Da beim Strom-Tanken immer etwas Energie verloren geht – oft ist es rund ein Viertel – muss man mit etwas mehr rechnen. Rechnet man mit einem Tankverlust von 25 Prozent, ergeben sich 17 kWh pro 100 Kilometer. Auch der Verbrauch im kombinierten Betrieb lässt sich aus der Formel in der Prüfvorschrift errechnen: Als Resultat erhält man 5,4 Liter auf 100 Kilometer – immer noch sparsam.

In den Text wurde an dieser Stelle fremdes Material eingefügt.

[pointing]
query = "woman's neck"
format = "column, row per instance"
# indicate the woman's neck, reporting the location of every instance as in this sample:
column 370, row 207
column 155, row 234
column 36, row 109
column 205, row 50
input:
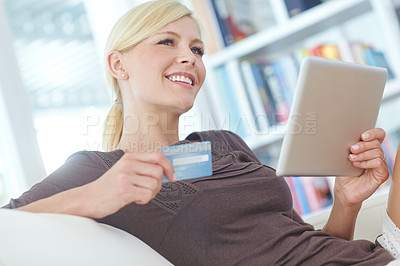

Bei einem Durchschnitts-Strompreis von 14 Euro-Cent pro Einheit zahlt man für 17 kWh etwa 2,40 Euro. Ein Opel Insignia mit 140 PS braucht etwa acht Liter Benzin auf 100 Kilometer, für die man rund 11,40 Euro zahlt. Bei 17.000 Kilometer pro Jahr – die durchschnittliche Fahrleistung in Deutschland – spart man ungefähr 1500 Euro im Jahr, wenn man ausschließlich elektrisch fährt. So hätte sich ein Mehrpreis von 15.000 Euro gegenüber einem Benziner in zehn Jahren amortisiert. Auch ein vergleichbarer Diesel kostet auf 100 Kilometer noch etwa 6,40 Euro, hier spart man also ebenfalls noch vier Euro auf 100 Kilometer.

Die Preisfrage

Im laufenden Betrieb spart man also, aber wie viel mehr kostet ein Ampera als Neuwagen? Eine konkrete Antwort gibt es derzeit noch nicht. Den vagen Andeutungen vom Hybrid-Experten Lassota zufolge dürfte das Auto als solches nicht viel teurer sein als ein Benziner dieser Klasse. Hinzu kommt aber noch die Batterie, und die dürfte mindestens 10.000 Euro kosten. Wie das Auto vertrieben werden soll, steht noch nicht fest. An ein separates Leasing für die Batterie, wie es etwa Renault favorisiert, glaubt Lassota eher nicht. Bis zum Start des Ampera ist ja auch noch Zeit. Die Produktion soll Ende 2011 beginnen. Marktstart dürfte dann wohl 2012 sein.